June 3, 2015: Kim Yojong, the younger sister of North Korean dictator Kim Jong Un has been promoted to run the Propaganda Department. The previous director retired in April and it was unclear why it took so long to appoint a new head of this important organization. Kim Yojong is married to a senior government official who worked in “Room 39”, the department that looks after the Kim family finances. In early 2014 the eccentric and free-spirited younger (27 year old) younger sister was apparently persuaded to shape up and brought into the inner circle as a media specialist supporting her brothers image. Little sister helped schedule appearances and looks after how her brother is presented in the media. This is a Kim family tradition, of putting close family into jobs that directly support the supreme leader. Most of Kim Jong Uns siblings have proved unworthy, unwilling or both in this department. Until recently Kim Yojong was considered a lost cause but she is apparently no longer considered suspect. Kim Jong Un needs all the allies he can get because he continues to fire, retire, imprison or execute senior officials considered suspect.
May 31, 2015: China again issued public threats against South Korea in an effort to halt the installation of an anti-missile system. South Korea wants this American THAAD anti-ballistic missile defense system for protection from North Korean missile attack. The Chinese would not come right out and say it but they object mainly because THAAD would also make South Korea less vulnerable to intimidation by Chinese ballistic missiles. South Korea openly refused to comply with the Chinese threats and South Korean public opinion became even more enthusiastic about the high tech and very expensive (over $100 million per launcher and associated equipment) THAAD system. China sees South Korea more of an ally of the United States and a potential wartime foe than as an ally in attempts to keep North Korea from doing anything that would cause major economic and diplomatic problems (like starting a war). South Korea ignores the Chinese threat noting that China has done nothing to interfere with the profitable, and growing, trade between the two countries.

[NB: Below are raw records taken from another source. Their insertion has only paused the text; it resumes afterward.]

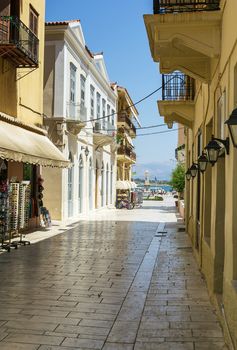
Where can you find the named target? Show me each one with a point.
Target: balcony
(125, 121)
(178, 94)
(185, 35)
(17, 43)
(76, 116)
(171, 6)
(103, 133)
(126, 155)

May 30, 2015: South Korea and Japan agreed to resume sharing military information with each other. Such exchanges had been reduced over the last four years because of ancient animosities and continuing disputes over some uninhabited islands. Any form of military alliance has been delayed for years because of popular opposition in South Korea to any cooperation with Japan. The feeling is mutual. Recent opinion polls show 85 percent of South Koreans do not trust Japan and 73 percent of Japanese feel the same way about South Korea. Despite the threat both countries face from North Korea (and China) such cooperation has been difficult to implement because of continued Korean anger over 40 years of brutal Japanese occupation early in the 20th century. This the Japanese consider a self-destructive attitude as it wallows in the past at the expense of dealing with current and future threats. Yet Japan continues to ignore the fact that Japanese post-World War II policy (documented in decrypted Japanese diplomatic messages sent out right after the Japanese surrender in August 15, 1945) of claiming to be a victim in World War II and guilty only of trying to liberate all Asians from Western oppression is the obstacle was all a sham. That “Japan as victim” view was never very popular with Japan’s neighbors, who saw Japan as no better (and often a lot worse) than Western imperialists. To the countries of East Asia Japan compounds these historical sins by continuing to insist that Japan is innocent of any wrongdoing. This makes it more difficult for South Korea and Japan to unite to deal with threats from North Korea and China and the Japanese have resisted changing their attitude. Recently both South Korea and Japan agreed to compromise a bit and move on to deal with present and future threats.